Nicanor. – Ya me encuentro mejor, el aguijón de un insecto se quedó incrustado en el pulgar de mi mano izquierda, tuve una fuerte comezón durante la tarde, eso pudo haber sido la causa.

Saida Sofía. – ¿Aún tienes el aguijón en la yema del dedo?

Nicanor. – A simple vista no lo veía, luego cuando comencé a sentir calentura, intenté localizarlo por medio de la lupa; con una aguja removí algo que parecía una espina, sólo que me pinché el dedo y me salió sangre; bueno, lo cierto es que ya no siento el escozor.

Saida Sofía. – Quiero hacerte una pregunta, espero no te moleste.

Nicanor. – Después de haberme recuperado y de permanecer tú a mi lado, estoy para responderte, Zaida Sofía. ¿Tus ojos inquietos desean saber si tengo las fuerzas necesarias para explicarte? Te diré que me siento mucho mejor. Por cierto: ¿qué hora es?

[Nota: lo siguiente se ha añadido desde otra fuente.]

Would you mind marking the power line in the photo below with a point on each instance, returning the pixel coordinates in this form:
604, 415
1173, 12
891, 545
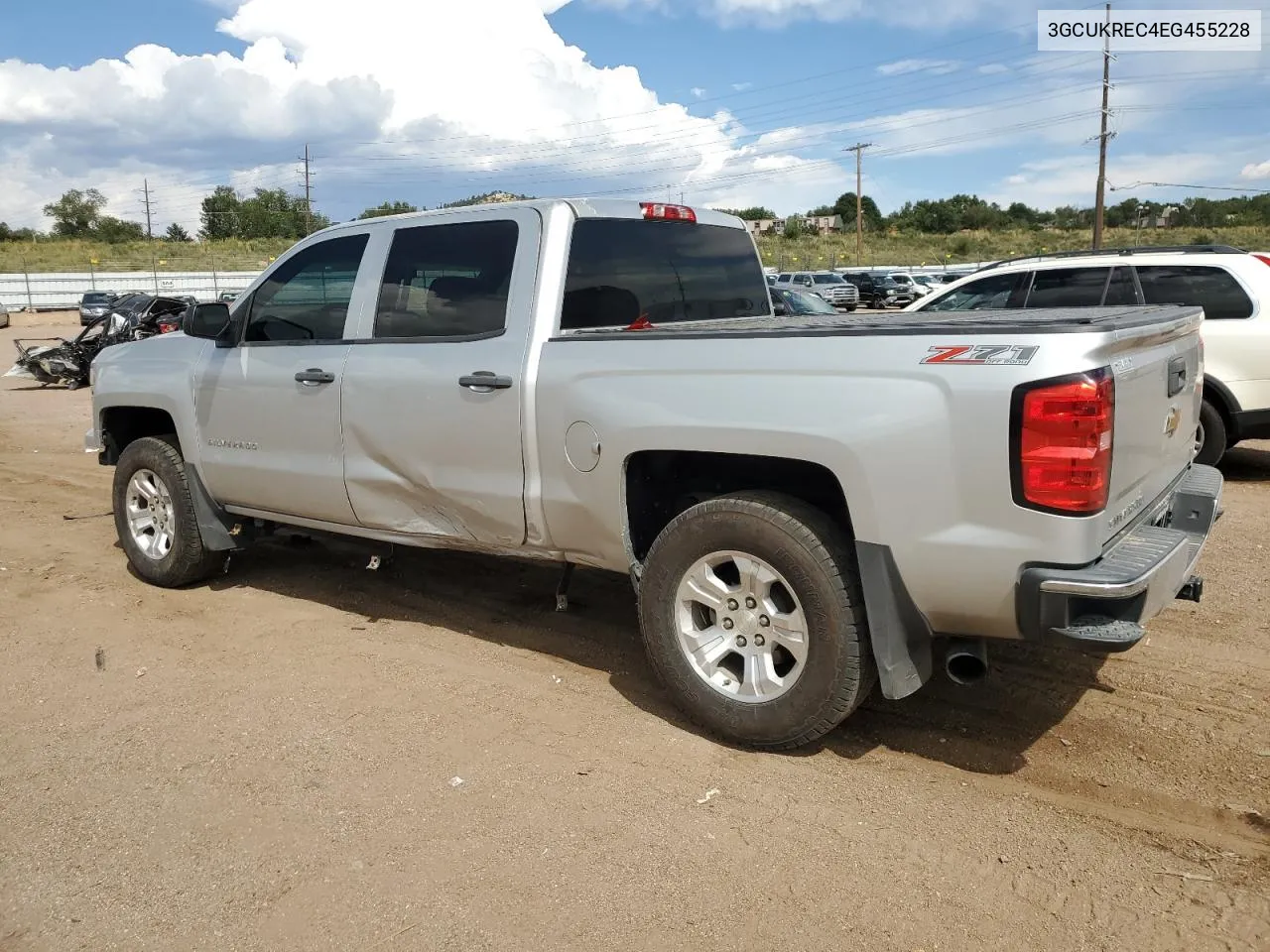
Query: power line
1199, 188
150, 232
309, 206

Saida Sofía. – Casi amanece, van a ser las cinco de la mañana, faltan quince minutos. Llegué a tu casa pasadas de las ocho de la noche, no creo que lo recuerdes pues ya estabas afiebrado.

Nicanor. – ¿Qué es lo que deseas saber, Zaida Sofía?

Saida Sofía. – Llego a suponer que no fue el aguijón de ningún insecto lo que te hizo sentir mal, más bien creo que he sido yo la culpable de todo.

Nicanor. – No te entiendo, por favor explícate, tú no puedes ser culpable de nada. No pudiste causarme la fiebre, eso es mentira, no puedes decir eso.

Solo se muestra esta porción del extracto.